Fri Dec 8th 08:00 AM -- 06:30 PM @ Hall A
OPT 2017: Optimization for Machine Learning
Dear NIPS Workshop Chairs,
We propose to organize the workshop:
OPT 2017: Optimization for Machine Learning.
This year marks a major milestone in the history of OPT, as it will be the 10th anniversary edition of this long running NIPS workshop.
The previous OPT workshops enjoyed packed to overpacked attendance. This huge interest is no surprise: optimization is the 2nd largest topic at NIPS and is indeed foundational for the wider ML community.
Looking back over the past decade, a strong trend is apparent: The intersection of OPT and ML has grown monotonically to the point that now several cutting-edge advances in optimization arise from the ML community. The distinctive feature of optimization within ML is its departure from textbook approaches, in particular, by having a different set of goals driven by “big-data,” where both models and practical implementation are crucial.
This intimate relation between OPT and ML is the core theme of our workshop. OPT workshops have previously covered a variety of topics, such as frameworks for convex programs (D. Bertsekas), the intersection of ML and optimization, especially SVM training (S. Wright), large-scale learning via stochastic gradient methods and its tradeoffs (L. Bottou, N. Srebro), exploitation of structured sparsity (Vandenberghe), randomized methods for extremely large-scale convex optimization (A. Nemirovski), complexity theoretic foundations of convex optimization (Y. Nesterov), distributed large-scale optimization (S. Boyd), asynchronous and sparsity based stochastic gradient (B. Recht), algebraic techniques in machine learning (P. Parrilo), insights into nonconvex optimization (A. Lewis), sums-of-squares techniques (J. Lasserre), optimization in the context of deep learning (Y. Bengio), stochastic convex optimization (G. Lan), new views on interior point (E. Hazan), among others.
Several ideas propounded in these talks have become important research topics in ML and optimization --- especially in the field of randomized algorithms, stochastic gradient and variance reduced stochastic gradient methods. An edited book "Optimization for Machine Learning" (S. Sra, S. Nowozin, and S. Wright; MIT Press, 2011) grew out of the first three OPT workshops, and contains high-quality contributions from many of the speakers and attendees, and there have been sustained requests for the next edition of such a volume.
We wish to use OPT2017 as a platform to foster discussion, discovery, and dissemination of the state-of-the-art in optimization as relevant to machine learning. And even beyond that, as a platform to identify new directions and challenges that will drive future research.

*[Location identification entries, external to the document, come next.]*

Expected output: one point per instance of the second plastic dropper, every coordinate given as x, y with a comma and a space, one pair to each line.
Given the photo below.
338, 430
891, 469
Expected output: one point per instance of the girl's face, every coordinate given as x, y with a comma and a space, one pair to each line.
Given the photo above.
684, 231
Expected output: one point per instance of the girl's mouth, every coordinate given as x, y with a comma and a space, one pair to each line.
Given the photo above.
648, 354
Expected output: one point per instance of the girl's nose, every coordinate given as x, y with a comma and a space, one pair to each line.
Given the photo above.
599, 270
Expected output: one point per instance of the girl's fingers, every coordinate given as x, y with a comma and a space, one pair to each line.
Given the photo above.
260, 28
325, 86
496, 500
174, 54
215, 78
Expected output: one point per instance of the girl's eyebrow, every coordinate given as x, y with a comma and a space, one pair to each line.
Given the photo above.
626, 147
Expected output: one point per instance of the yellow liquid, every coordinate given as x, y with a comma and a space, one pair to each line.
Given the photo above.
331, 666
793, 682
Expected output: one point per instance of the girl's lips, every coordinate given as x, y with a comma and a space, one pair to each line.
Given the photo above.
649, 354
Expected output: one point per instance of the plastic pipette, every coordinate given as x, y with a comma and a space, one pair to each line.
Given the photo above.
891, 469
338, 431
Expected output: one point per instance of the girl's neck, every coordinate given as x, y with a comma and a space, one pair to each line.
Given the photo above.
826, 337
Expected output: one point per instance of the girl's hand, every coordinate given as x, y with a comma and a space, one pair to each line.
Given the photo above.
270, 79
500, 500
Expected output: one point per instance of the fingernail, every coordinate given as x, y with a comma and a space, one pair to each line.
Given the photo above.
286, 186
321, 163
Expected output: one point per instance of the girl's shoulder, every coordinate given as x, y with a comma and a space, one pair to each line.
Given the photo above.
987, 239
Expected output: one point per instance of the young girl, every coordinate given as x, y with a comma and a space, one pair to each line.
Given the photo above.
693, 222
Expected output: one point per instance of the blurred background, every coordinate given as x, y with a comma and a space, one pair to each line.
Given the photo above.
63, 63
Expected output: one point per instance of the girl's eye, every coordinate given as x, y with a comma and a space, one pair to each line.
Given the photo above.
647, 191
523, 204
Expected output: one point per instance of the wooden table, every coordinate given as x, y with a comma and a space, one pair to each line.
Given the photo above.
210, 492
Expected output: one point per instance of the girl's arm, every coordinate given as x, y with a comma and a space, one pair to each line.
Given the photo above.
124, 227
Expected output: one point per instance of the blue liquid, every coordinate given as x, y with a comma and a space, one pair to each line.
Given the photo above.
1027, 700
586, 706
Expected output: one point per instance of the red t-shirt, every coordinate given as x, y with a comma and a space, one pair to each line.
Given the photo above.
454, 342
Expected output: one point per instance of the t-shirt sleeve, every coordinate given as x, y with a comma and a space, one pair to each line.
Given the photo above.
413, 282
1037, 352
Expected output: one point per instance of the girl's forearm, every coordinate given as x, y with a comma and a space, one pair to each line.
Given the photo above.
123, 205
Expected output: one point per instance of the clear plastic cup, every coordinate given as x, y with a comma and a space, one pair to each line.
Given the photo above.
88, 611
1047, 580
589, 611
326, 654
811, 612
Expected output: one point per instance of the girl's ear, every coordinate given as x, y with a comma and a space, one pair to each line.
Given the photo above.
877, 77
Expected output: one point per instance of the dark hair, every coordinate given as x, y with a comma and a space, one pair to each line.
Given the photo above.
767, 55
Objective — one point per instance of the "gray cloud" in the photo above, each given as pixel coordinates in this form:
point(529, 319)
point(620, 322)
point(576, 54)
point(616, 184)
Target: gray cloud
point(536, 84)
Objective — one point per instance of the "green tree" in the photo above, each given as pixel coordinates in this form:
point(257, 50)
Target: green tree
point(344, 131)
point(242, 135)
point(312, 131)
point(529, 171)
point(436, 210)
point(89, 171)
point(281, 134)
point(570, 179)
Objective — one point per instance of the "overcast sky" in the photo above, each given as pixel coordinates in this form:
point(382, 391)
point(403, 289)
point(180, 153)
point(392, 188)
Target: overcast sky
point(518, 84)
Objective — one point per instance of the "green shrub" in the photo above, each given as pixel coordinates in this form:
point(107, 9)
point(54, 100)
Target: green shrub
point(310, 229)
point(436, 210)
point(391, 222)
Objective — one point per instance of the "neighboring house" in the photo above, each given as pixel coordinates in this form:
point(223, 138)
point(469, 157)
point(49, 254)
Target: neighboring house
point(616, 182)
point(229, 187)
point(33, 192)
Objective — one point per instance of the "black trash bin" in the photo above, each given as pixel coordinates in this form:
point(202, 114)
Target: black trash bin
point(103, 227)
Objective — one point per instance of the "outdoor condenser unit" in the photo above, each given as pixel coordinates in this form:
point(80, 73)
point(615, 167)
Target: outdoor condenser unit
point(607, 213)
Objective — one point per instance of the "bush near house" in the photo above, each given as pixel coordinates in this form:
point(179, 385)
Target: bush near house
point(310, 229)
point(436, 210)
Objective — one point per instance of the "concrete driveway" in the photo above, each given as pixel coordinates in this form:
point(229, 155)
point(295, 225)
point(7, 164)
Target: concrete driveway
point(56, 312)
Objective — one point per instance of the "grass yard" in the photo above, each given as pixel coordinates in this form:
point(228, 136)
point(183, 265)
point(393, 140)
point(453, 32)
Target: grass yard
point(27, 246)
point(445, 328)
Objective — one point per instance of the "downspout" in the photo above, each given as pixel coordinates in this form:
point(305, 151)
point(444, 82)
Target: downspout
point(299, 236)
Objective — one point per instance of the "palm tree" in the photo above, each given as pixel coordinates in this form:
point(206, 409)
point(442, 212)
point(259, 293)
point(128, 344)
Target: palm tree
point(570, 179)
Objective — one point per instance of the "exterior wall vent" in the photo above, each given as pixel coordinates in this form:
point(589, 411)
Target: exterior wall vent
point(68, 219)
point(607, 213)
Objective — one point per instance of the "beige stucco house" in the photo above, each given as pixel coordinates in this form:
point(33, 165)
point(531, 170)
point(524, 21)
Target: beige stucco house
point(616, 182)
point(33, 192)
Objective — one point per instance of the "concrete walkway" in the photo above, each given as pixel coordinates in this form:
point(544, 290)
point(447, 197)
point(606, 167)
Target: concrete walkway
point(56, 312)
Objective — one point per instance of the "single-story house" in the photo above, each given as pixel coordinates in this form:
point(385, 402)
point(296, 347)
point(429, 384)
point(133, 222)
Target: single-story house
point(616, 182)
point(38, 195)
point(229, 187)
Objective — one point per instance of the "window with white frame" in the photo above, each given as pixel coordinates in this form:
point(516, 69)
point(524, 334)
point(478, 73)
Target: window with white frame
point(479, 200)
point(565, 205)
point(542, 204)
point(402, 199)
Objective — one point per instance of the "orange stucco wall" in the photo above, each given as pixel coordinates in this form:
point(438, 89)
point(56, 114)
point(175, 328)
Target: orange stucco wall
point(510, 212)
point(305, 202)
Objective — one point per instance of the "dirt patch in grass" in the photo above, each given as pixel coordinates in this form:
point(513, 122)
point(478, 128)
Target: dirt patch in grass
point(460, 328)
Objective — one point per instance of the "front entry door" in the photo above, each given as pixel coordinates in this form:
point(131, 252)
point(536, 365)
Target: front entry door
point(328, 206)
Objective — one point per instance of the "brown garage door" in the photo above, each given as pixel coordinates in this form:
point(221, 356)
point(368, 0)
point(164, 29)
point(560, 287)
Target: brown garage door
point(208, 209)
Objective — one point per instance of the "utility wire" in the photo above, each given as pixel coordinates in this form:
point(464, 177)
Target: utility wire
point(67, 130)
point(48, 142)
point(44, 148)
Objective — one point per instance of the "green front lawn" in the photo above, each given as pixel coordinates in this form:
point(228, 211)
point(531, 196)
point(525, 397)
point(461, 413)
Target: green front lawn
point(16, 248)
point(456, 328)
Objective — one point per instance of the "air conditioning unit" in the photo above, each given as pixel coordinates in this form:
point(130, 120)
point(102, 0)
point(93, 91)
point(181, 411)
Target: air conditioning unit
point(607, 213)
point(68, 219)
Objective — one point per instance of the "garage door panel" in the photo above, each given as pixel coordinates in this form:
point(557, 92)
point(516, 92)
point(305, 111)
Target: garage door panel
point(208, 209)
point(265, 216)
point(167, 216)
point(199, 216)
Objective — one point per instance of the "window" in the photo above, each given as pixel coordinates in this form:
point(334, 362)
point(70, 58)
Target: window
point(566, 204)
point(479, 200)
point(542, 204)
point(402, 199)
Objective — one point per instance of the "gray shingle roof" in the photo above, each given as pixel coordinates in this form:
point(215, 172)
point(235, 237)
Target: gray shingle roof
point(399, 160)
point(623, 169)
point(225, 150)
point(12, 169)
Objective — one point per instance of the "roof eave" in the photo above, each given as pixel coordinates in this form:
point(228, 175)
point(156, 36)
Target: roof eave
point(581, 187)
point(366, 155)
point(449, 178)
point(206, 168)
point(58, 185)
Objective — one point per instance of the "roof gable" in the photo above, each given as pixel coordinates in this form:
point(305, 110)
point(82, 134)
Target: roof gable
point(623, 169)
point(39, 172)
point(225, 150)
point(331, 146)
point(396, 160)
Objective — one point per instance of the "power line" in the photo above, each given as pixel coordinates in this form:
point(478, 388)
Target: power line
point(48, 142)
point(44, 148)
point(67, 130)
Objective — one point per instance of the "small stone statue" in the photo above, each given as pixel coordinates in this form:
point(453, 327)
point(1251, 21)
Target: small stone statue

Continuing its trend, the workshop will bring experts in optimization to share their perspectives while leveraging crossover experts in ML to share their views and recent advances. Our tentative invited speakers for this year are:
Yurii Nesterov (already agreed)
Dimitri Bertsekas (already agreed)
Francis Bach (already agreed)
Distinction from other optimization workshops at NIPS:
Compared to the other optimization focused workshops that happen (or have happened) at NIPS, key distinguishing features of OPT are: (a) it provides a unique bridge between the ML community and the wider optimization community, and is the longest running NIPS workshop on optimization (since NIPS 2008); (b) it encourages theoretical work on an equal footing with practical efficiency; and (c) it caters to a wide body of NIPS attendees, experts and beginners alike; (d) it covers optimization in a broad-spectrum, with a focus on bringing in new optimization ideas from different communities into ML while identifying key future directions for the broader OPTML community.
The main features of the proposed workshop are:
1. One day long with morning and afternoon sessions
2. Four invited talks by leading experts from optimization and ML
3. Contributed talks from the broader OPT and ML community
4. A panel discussion exploring key future research directions for OPTML.